News of a possible incinerator made the rounds on the Internet.

“It's a tremendous amount of phone calls, texts, emails, I see them in the grocery stores, I see them everywhere and I'm just like, ‘What the hell is going on out there?'” Deputy Mayor Iris Siple. “We hear some things that are pretty scary, but we don't know what's true and what's not. So I spoke up very loudly and told them, ‘Once again, nothing is decided.'”

“The message is that an incinerator isn't good for anyone, not just for Pembroke Pines but for everyone,” said Mary Stephens, a Pembroke Pines resident.

Most of the city's residents agreed that they opposed the idea of ​​an incinerator, but others had many questions.

“Because if we're hasty, that's fine, but you're talking about 12 months, 36 months, that's not that far off anymore,” a local resident said at the town hall meeting.

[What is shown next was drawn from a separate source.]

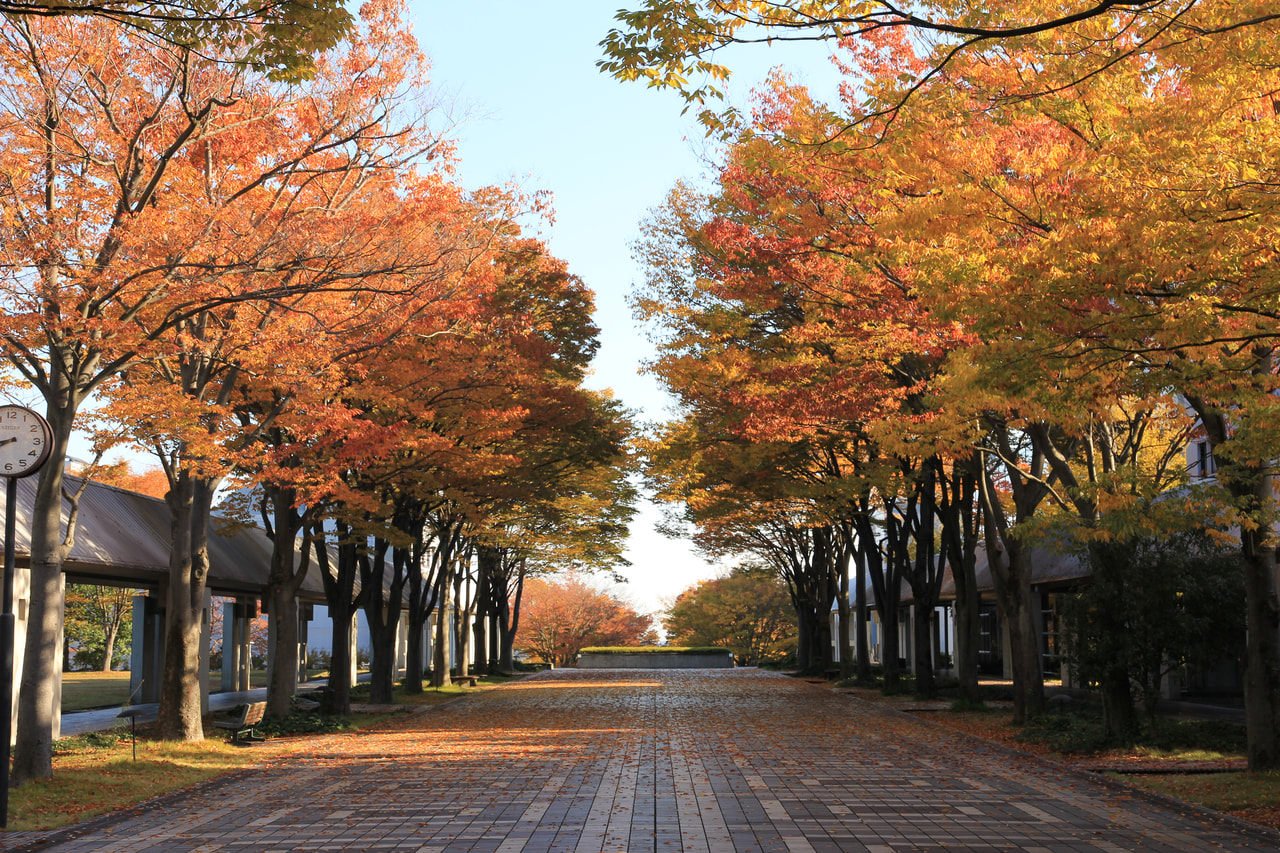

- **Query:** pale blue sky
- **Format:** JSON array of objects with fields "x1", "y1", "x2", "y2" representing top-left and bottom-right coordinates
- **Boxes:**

Another woman questioned the city's preventive measures. “What measures have been taken to reduce the amount of trash?” she asked.

“I think there needs to be a lot more communication because I think a lot of the reactions are because there hasn't been a lot of communication,” said another resident.

One of the fears is a fire similar to that at a landfill site in Doral in February.

However, at Monday's meeting, officials said it was up to a group of councilors from Broward County towns to figure out how to deal with the problem of mounting waste.

The Vice Mayor of Pembroke Pines said such turnouts could make a difference.

“You need to be involved in the discussion to have your voice reflected in these decisions,” Siple added.

Eventually, council members from 20 cities will meet with Broward County officials to develop a plan to address trash.